This question was triggered by a post in the Metals Industry strike - my take thread.
I'll get to the post concerned in a moment, but first let me make an argument based on the same argument used by organised labour to support the right to strike (apparently balanced out by the employer's right to lock out, which come to think of it, the unions are not particularly respectful of right now ).
The employee can resign on a whim. Doesn't even have to give reasons.
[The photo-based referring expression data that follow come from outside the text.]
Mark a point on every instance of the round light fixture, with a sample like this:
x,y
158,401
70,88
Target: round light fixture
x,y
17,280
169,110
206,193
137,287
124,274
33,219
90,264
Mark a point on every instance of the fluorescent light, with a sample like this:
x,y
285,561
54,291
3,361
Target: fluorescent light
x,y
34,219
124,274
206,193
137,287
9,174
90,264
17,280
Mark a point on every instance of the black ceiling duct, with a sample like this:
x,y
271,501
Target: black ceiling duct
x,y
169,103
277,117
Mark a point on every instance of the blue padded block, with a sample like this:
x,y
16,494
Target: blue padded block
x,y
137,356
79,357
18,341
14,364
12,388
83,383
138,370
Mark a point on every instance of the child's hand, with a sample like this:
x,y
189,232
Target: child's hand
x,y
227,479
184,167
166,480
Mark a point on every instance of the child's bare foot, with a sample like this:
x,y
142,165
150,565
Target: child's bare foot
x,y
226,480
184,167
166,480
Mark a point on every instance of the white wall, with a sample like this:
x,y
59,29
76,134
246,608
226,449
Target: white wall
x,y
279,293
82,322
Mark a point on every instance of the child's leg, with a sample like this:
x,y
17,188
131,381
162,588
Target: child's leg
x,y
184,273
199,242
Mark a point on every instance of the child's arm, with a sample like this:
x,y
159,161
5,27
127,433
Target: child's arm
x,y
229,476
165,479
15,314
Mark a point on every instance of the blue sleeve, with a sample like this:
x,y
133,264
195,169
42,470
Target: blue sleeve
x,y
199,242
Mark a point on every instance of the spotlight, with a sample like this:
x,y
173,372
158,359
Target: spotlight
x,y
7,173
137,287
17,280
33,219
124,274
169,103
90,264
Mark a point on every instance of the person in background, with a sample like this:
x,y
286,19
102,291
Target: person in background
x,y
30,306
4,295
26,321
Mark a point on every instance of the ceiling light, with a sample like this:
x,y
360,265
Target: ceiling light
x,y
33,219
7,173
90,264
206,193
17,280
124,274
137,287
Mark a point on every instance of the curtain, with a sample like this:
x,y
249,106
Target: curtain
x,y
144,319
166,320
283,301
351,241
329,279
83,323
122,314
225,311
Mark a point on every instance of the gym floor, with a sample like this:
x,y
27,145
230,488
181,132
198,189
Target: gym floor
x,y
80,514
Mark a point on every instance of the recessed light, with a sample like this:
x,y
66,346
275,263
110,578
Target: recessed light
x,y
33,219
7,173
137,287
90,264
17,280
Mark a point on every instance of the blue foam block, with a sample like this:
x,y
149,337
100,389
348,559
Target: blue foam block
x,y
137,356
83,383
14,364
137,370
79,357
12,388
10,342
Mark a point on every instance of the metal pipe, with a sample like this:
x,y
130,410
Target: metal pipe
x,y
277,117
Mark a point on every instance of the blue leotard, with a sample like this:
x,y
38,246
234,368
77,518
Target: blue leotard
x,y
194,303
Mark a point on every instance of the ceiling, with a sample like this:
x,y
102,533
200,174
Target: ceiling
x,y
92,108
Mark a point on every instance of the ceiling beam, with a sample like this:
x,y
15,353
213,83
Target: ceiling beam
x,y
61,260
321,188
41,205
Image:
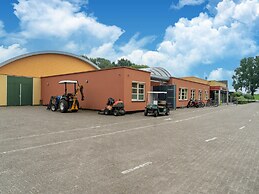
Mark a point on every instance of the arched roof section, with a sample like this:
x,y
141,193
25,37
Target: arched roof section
x,y
158,73
46,63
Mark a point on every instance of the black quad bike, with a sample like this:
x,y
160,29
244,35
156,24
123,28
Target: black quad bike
x,y
113,107
157,104
68,102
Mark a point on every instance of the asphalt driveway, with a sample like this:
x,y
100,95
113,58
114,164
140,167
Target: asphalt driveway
x,y
207,150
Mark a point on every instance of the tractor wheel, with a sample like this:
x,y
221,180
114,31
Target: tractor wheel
x,y
106,111
122,112
77,104
63,105
167,111
53,107
116,113
155,113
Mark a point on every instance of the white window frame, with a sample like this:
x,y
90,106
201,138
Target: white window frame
x,y
206,94
193,91
138,91
183,93
200,95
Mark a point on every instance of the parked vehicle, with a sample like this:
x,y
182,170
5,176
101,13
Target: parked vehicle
x,y
211,102
193,103
113,107
157,104
201,103
68,101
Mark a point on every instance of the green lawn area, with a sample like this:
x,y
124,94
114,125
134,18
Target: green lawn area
x,y
256,96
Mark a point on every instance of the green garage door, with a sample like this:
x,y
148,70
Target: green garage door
x,y
19,91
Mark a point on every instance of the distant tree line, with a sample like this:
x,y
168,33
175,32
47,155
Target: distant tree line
x,y
105,63
246,76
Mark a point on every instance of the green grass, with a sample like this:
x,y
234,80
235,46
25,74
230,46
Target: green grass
x,y
256,96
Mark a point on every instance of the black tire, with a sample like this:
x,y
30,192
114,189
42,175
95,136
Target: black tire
x,y
77,104
53,107
122,112
106,111
63,106
167,111
116,113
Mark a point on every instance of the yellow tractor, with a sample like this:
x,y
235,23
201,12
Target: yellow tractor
x,y
68,102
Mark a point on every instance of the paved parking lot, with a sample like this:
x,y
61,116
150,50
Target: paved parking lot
x,y
208,150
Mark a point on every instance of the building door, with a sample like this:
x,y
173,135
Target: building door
x,y
19,91
170,89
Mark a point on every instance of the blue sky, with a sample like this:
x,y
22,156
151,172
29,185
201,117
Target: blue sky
x,y
187,37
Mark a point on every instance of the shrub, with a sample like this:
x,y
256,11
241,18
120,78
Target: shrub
x,y
237,94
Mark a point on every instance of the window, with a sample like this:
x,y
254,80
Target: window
x,y
193,94
183,93
200,94
206,94
138,91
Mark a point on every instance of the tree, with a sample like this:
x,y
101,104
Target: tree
x,y
247,75
105,63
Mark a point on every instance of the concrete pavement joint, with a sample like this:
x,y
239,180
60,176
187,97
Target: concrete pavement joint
x,y
96,136
76,129
136,168
214,138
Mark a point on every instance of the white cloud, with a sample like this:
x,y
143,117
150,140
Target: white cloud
x,y
183,3
220,74
61,22
187,44
11,51
2,31
202,40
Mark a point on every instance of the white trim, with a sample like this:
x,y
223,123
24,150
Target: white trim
x,y
67,81
138,94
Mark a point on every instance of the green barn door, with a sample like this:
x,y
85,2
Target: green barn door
x,y
19,91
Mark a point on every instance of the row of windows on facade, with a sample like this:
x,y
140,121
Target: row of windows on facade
x,y
138,93
183,94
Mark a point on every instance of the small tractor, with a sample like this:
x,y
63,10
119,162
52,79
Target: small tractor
x,y
157,104
68,102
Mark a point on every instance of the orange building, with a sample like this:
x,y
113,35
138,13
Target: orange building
x,y
33,78
99,85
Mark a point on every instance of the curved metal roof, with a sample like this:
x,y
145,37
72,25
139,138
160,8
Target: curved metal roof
x,y
48,52
158,73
Why can't the employer dismiss an employee in similar manner?
I've highlighted the particularly relevant parts of the post.
Like adversarial just for the sake of being adversarial because one doesn't like the other for whatever reason?
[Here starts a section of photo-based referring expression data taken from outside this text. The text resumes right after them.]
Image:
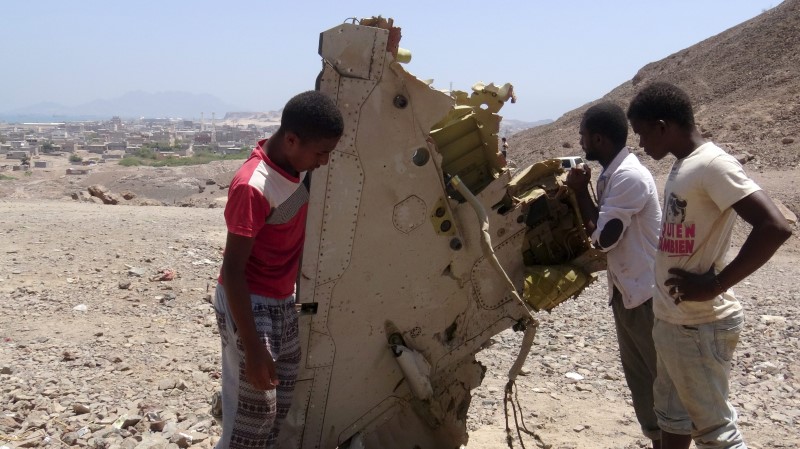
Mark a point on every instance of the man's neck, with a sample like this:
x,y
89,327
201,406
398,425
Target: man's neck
x,y
278,158
692,142
607,161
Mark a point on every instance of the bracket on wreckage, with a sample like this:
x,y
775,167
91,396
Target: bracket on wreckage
x,y
421,245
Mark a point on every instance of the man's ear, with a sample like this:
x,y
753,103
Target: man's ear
x,y
291,140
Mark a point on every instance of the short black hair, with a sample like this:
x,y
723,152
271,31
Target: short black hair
x,y
662,101
607,119
312,115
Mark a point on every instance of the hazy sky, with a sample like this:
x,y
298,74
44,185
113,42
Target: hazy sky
x,y
257,54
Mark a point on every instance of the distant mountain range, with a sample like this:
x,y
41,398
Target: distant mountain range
x,y
130,105
184,105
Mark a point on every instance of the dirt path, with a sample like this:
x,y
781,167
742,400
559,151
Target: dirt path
x,y
146,350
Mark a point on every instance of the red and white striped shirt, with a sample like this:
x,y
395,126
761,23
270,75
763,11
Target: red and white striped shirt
x,y
270,205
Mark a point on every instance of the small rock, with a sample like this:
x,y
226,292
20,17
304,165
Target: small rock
x,y
183,440
80,409
573,376
136,271
773,320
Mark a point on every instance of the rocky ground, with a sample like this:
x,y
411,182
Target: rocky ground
x,y
108,339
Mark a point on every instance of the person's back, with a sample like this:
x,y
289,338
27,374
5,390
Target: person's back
x,y
625,225
265,217
698,319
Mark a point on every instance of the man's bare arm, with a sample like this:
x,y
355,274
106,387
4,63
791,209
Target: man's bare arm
x,y
770,230
259,366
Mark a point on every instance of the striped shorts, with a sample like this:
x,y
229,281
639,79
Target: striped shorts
x,y
251,418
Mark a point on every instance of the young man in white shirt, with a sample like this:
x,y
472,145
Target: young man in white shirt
x,y
698,318
625,225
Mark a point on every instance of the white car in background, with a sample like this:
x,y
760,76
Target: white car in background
x,y
568,162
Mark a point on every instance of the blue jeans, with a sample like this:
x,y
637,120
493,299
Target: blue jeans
x,y
691,389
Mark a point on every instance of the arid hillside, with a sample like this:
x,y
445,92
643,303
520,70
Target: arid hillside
x,y
745,84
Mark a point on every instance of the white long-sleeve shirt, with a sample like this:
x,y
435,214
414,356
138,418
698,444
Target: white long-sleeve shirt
x,y
627,192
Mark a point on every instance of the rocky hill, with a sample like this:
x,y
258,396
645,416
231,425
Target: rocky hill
x,y
745,85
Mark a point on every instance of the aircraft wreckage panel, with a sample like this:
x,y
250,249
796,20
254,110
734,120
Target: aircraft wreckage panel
x,y
400,285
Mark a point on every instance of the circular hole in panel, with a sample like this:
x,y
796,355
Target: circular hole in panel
x,y
421,157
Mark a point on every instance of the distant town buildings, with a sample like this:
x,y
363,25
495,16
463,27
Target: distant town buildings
x,y
115,138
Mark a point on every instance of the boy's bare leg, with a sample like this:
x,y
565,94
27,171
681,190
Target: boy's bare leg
x,y
674,441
The employee can pick their moment to leave the relationship, but the employer can't?
Have you tried firing an employee for having a bad attitude?
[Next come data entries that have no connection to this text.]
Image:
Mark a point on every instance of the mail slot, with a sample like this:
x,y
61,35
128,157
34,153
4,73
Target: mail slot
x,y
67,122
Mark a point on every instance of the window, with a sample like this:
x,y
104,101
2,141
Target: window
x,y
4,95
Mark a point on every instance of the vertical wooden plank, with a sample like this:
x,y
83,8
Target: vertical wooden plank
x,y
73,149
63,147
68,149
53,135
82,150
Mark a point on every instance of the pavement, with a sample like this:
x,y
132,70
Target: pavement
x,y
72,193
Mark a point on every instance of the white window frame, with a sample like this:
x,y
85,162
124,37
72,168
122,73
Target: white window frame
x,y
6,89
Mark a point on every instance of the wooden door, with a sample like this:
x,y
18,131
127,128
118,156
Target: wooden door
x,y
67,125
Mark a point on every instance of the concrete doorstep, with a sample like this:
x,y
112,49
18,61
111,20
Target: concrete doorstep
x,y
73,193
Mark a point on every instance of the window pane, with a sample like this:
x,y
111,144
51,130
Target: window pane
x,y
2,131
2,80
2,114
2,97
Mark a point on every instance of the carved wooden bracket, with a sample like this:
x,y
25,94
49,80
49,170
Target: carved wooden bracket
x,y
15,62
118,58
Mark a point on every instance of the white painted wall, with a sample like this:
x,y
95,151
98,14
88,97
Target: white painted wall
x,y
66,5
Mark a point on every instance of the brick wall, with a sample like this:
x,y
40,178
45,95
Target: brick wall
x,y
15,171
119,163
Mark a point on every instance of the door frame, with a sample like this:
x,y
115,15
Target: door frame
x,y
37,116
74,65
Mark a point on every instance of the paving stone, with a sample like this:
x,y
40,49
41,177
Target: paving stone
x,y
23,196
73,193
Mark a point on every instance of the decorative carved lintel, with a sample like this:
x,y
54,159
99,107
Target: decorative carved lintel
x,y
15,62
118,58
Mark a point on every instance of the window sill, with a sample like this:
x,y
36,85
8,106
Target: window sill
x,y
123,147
Get ready to fork out at the CCMA if you do (or pay a hefty fee to a labour lawyer to deal with it).
Or how about when the employee is really miserable in their job, but can't muster up the initiative to move on?
I've had a few of these over the years, and they just suck the energy out of any room they enter and fill it with negativity.
I've counselled them.
I've tried motivating them.
I've offered options for them to improve their lot in life, which they just don't take.
They clock in.
They do the minimum asked of them.
They don't impress clients, or even lose you clients (as in they just go away and never return).
The only thing they cling onto stronger than their misery, is the cause of it - their job.
The absolute best thing I can do for them, my business, myself and the future of the rest of my staff is fire the misery's sorry ass and force them to move on.
But I'm not allowed to because that would be an unfair practice.
So come on - why not be able to fire the employee on a whim?
There's going to be a reason why that whim occurred in the first place, and as long as it's connected to the employee, I can't see a problem right now.